Le Grand voyage est inspiré du périple de votre père. À quel moment avez-vous décidé d’en faire un film ?
Oui, c’est un voyage qu’avait fait mon père, que Dieu ait son âme, quand j’étais enfant. Son voyage m’avait fait rêver et c’est moi qui lui ai ouvert la porte quand il est revenu avec plusieurs semaines de retard… Je ne l’avais pas reconnu, c’était un autre homme. Il avait l’allure d’un des personnages du livre…J’ai toujours rêvé d’écrire sur son voyage. Quand j’ai voulu traiter le sujet de l’incommunicabilité entre père et fils, j’ai écrit «le grand voyage».
La relation entre le père et le fils à travers un voyage. Deux personnages tellement bien écrits et nuancés.
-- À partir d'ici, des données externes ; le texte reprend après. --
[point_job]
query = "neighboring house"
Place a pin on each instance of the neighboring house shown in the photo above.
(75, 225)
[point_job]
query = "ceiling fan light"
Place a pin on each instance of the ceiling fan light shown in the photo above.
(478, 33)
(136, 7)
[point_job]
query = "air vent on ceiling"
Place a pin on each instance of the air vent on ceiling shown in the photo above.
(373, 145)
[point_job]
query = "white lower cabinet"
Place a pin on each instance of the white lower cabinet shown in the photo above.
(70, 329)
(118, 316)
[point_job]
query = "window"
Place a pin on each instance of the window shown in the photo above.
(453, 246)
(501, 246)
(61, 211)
Comment ne pas tomber dans le cliché ?
Je ne pense pas qu’il y a une recette mais en travaillant son scénario et en étant dans le ressenti et la sincérité, on évite pas mal de pièges.
«Les hommes libres» est tiré d’une histoire vraie aussi. Avez-vous besoin d’un ancrage dans le réel pour raconter une histoire ?
Effectivement «Les hommes libres» est tiré d’une histoire vraie et c’est aussi pour ça que j’ai voulu en faire un film. Pour moi, c’était un vrai travail de mémoire. Je pense que quel que soit le projet qu’on écrit, on part toujours d’une émotion réelle ou d’un fait réel. C’est essentiel, c’est ce qui donne de la force et de l’âme à ce que l’on écrit…
À quel point le confinement va inspirer le processus d’écriture du conteur d’histoire que vous êtes ?
J’essaie de rester libre, de suivre mon instinct, de ne pas me faire influencer pas les événements quels qu’ils soient. Depuis le début du confinement, je continue de travailler sur le projet que j’avais commencé à écrire avant le confinement. Pour moi, le cinéma est universel mais je reconnais que cette situation hors du comment m’inspire beaucoup… mais je ne veux pas me précipiter, pour l’instant, je prends des notes.
Qu’est-ce que cette situation exceptionnelle vous apprend sur la vie ?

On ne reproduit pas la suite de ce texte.